第53話 悪魔の子 ロード過去編3/3

「あとはわかるだろう、私が何をなしてEUがどうなったか」


「……そんなことが……でも、でもお母さんは! ロードの親は助かったんだろ?」


「……いや、死んだよ。私はね……何も、本当に何にもわかっていなかったんだ」


◇再度過去


「私が来なかったら死んでいたな、ジーク」


 巨大な車の指令室。

ここはEU大戦の最前線、ジークとロードが戦場で相まみえる。

すでにロードは、皇族としての風格が付き、ロードはジークを認めている。


 過去、叔父を殺したジークをかつては恨んだ。

しかし戦場にでて、恨むべきは戦争であり軍人ではないという事をロードは知る。

彼らは命令に従うことしかできないのだから。


 職業軍人というものを理解したロードは、ジークを恨んでいない。


 それにジークに助けられた恩もある。

母と自分はあの場で死んでいてもおかしくはない。


 だからロードはジークを恨んでいないし、ジークはロードを認めている。


「まさかEUにもあれほどの強者がいたとは……確かトールと言っていましたが、まんまと誘い込まれました。ロード様が来られなかったら死んでいたでしょう。ありがとうございます」


「武勇のみではいつか足元をすくわれるぞ。あちらも必死だ。命を懸けている。だがこれで……」


 ロードが最後の指示を出す。


「チェックだな」


 今日この日100回目の勝利を破竹の勢い重ねたロード。

長い道のりではあったが、皇帝から提案された認められるという条件を満たした。



「そうか、ついにか。いいだろう、会うがいい」


 一年ぶりに再会を認められたロードとスカーレット。

しかし感動の再開を夢見ていた少年の期待は裏切られる。


 別室に連れていかれたロード。

そしてその部屋で座る母。


「さぁ、スカーレット。お前の息子だ。そして」


 皇帝はにやりと笑って扉を閉める。


「お前の故郷を滅ぼしたな」


 ロードは真っすぐと母を見る。

二年ぶりの母は、面影はあるがひどく疲れているように見えた。

心配かけたのだろう、胸を痛めたロード。


「お母さん……」


 ゆっくりと母に近づいた。

抱きしめてほしかった、2年近く魂をすり減らし、母を助けるために頑張った。

褒めてほしかったし、偉かったと褒めてほしかった。

そして自分も思うだけ愛を返したかった。


 8歳の少年にとって、母は全てだった。

一年間母のために勉強した、一年間母のために勝ち続けた。


 きっと母も自分に会いたくて待っていてくれたはず。

優しく抱きしめてくれるはず、きっと褒めてくれるはず。

だから母の胸に飛び込もうとした。


 なのに。


バシッ。


「え?」


「うっうっ……私は…私は…」


 頬を強くはたかれたロード。

頬を抑えて、母を見ると泣きながら恨めしい顔でこちらを見る。


「お母さん…?」


「私が、私が間違っていた。あなたはあの時死ぬべきだった。そして私も!」


「何をいってるの? お母さん…」


 スカーレットは、聞かされていた。

毎日毎日、ロードがどこの地域を滅ぼしてどれだけのEUの兵士を倒したか。

皇帝によって、詳細に。


「お前は悪魔よ! どれだけの人を殺したの! 兄さんを殺したアースガルズに手を貸して!」


「だって……僕は……母さんを……」


「あぁ、ごめんなさい。
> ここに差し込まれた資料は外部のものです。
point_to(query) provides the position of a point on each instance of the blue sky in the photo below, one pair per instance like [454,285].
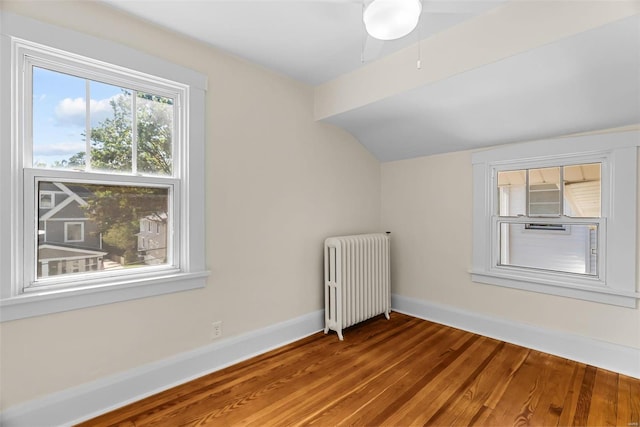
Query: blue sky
[59,102]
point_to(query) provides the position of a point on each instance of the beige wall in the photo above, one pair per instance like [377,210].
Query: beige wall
[427,204]
[273,177]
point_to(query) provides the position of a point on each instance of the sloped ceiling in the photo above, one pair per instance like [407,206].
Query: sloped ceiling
[491,72]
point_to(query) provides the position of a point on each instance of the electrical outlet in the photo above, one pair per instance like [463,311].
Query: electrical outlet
[216,330]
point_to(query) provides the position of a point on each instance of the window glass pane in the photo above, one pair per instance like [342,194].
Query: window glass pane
[544,192]
[582,192]
[568,248]
[108,233]
[155,134]
[58,120]
[111,124]
[74,232]
[512,192]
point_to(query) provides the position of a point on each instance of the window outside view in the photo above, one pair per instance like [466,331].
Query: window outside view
[86,226]
[540,198]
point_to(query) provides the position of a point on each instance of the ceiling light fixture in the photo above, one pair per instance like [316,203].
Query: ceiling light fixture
[391,19]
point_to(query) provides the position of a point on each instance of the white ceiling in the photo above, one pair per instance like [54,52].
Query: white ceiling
[587,81]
父さん、母さん、兄さん。私は悪魔を生んでしまった。あの悪魔のような皇帝の! 悪魔の子を産んでしまった!!」


 その報告はスカーレットの心を壊した。

自分が助けた息子のせいで、故郷が、母国が次々と滅ぼされていく現実に。

一年近く、殺した人数を逐一報告され、どの地域を占領したかを報告され映像すらも。


 その過程でどれだけの人が奴隷となって、人生を奪われていったか。


 なんど、自害しようと思ったか。

自分が原因なのだとしたら悪魔を生んだのは自分のせいだというのなら。


 でもたった一つの思いで踏みとどまっていた。


 この時を待っていた。


 母の願いはただ一つ。


「ロード!! あなたは死なないといけない!」


 机の上にある果物ナイフをもってロードへと走る母。

ロードは動けなかった、何があったのか、何が起きているのか。


 その天才的な頭脳をもってしても理解できなかった。


 自分は母に褒めてもらいたかっただけなのに。

母を助けたかっただけなのに、なのになぜ、母は僕を。


「あなたを殺して! 私も死ぬ!!」


 殺そうとしているのか。


 しかしそのナイフが突き刺さることはなかった。

一人の軍人によって止められる。


「くっ! 離せ! 離せぇぇぇ!!」


 それはジークだった。

まるでこうなることがわかっていたかのように扉の近くで待機していたジーク。

皇帝の指示によって。

様子を隠れて見ていたジークは、スカーレットがナイフを持った瞬間に飛び出した。


「なんで、なんでお母さん……」


「ロード! 自害しなさい! あなたは生きててはいけないの!!」


 ジークをどけてそれでもロードを殺そうと暴れるスカーレット。

しかしその想いは達成できないことを悟った。


 そしてついに。


「私が……間違っていた。この悪魔……」


 自分の首にナイフを突き刺し母は自ら命を絶った。

鮮血が舞う、おぼろげな目で母の目に映るのは憎悪の炎。

そしてしっかりとロードが映る。


 母の血をその顔に受けたロード。


(これでよかったのですか……皇帝陛下…)


 それを見るジーク、こうなることを見込んで果物ナイフすら配置していた。

動かないロード、そしてジークはその部屋を出てしばらくロードを一人にした。


 この日ロードが何を思ったのか。

どう思ったのかは誰にもわからない。


 のちに自らを悪魔と呼び、世界から悪魔の頭脳と呼ばれた少年が母の死体の前で何を思ったのか。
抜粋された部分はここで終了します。